Ex-CEO of Mt. Gox, the Biggest Villain of Cryptocurrency, Now Has a New Job in Crypto
Mark Karpelès, the ex-CEO ofr Bitcoin exchange Mt. Gox which went bankrupt after he announced that he’d lost all of Mt. Gox’s 850,000 Bitcoins until it went bankrupt in 2014, has been looking out for jobs all these years.
Although Karpelès ended up revcoering 200,000 of the Mt. Gox Bitcoin, authorities believe the other 650,000 were stolen by outside hackers. However, he has landed himself in a job.
Karpelès has been appointed as a C-level executive at a U.S. corporation. He’s the new chief technology officer of London Trust Media, a Denver-based company that boasts the world’s largest paid virtual private network (VPN) service.
Karpelès, did not explicitly mention his current state of finding work and didn’t confirm the above news. Instead, he said that he was juggling four to five different IT consulting jobs, working on projects related to online video games, network communications and IP (Internet protocol) services, all “unrelated to cryptocurrency.” He refused to name his employers at the time, saying that as a contractor, he was prohibited from discussing them.
But afterwards, Karpelès’s LinkedIn profile revealed his new position. On LinkedIn, he lists himself as London Trust Media’s CTO since January of this year where he said, “I’d say it’s currently my main job,”

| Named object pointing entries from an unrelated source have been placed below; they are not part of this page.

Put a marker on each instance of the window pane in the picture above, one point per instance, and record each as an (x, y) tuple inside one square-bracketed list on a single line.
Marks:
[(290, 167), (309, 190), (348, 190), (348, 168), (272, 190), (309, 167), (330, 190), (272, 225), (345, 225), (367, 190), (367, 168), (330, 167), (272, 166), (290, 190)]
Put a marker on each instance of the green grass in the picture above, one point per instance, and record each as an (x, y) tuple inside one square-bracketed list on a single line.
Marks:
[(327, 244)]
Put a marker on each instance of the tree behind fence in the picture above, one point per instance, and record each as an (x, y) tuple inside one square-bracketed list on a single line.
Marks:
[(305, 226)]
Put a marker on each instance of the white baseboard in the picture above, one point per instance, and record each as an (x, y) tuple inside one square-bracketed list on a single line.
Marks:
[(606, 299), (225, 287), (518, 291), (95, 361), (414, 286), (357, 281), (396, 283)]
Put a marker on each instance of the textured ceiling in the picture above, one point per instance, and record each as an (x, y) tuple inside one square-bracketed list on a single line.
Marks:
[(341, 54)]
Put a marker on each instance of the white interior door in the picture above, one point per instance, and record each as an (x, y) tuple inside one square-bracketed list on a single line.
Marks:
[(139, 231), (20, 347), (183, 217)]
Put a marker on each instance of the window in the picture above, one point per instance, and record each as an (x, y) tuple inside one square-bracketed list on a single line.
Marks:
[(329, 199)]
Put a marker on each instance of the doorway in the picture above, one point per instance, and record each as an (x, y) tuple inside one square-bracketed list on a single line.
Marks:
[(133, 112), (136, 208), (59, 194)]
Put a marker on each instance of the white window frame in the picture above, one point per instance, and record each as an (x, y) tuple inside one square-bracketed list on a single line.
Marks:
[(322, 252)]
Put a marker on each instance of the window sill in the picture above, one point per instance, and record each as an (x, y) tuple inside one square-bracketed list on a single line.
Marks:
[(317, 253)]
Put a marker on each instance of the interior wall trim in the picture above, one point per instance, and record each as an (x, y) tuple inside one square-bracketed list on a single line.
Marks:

Karpelès is currently on criminal trial in Japan for charges of embezzlement, manipulation of electronic data, ad breach of trust. He was first arrested in 2015 where he stayed in the jail for almost a year. Karpelès told Fortune in an interview in Tokyo in March stating that he might be sent back to Jail.
“I have no way to be sure that I’ll still be able to work in one year, two years. So I cannot really get a normal full-time job.”
Interestingly enough, Karpelès, has never been to the U.S. He would be working remotely from Japan, where he is also serving his trial. He says he was attracted mostly to London Trust Media’s commitment to protecting its customers’ privacy through its VPN services, citing recent outrage over Facebook’s sharing of user data with Cambridge Analytica. “Advertising-driven overreach on people’s privacy has been a matter I’ve been worried about for some time,” he says.
However, Karpelès has been less than enthusiastic about Bitcoin and other cryptocurrencies, telling Fortune he’s had “enough of cryptocurrency” linking it to the bankruptcy of Mt.Gox
“The main issue with Bitcoin itself is that the community around it right now is kind of too polarized,”
Karpelès believes that the Bitcoin is doomed and isn’t coming back to the market anytime soon to fulfill it’s initial promises.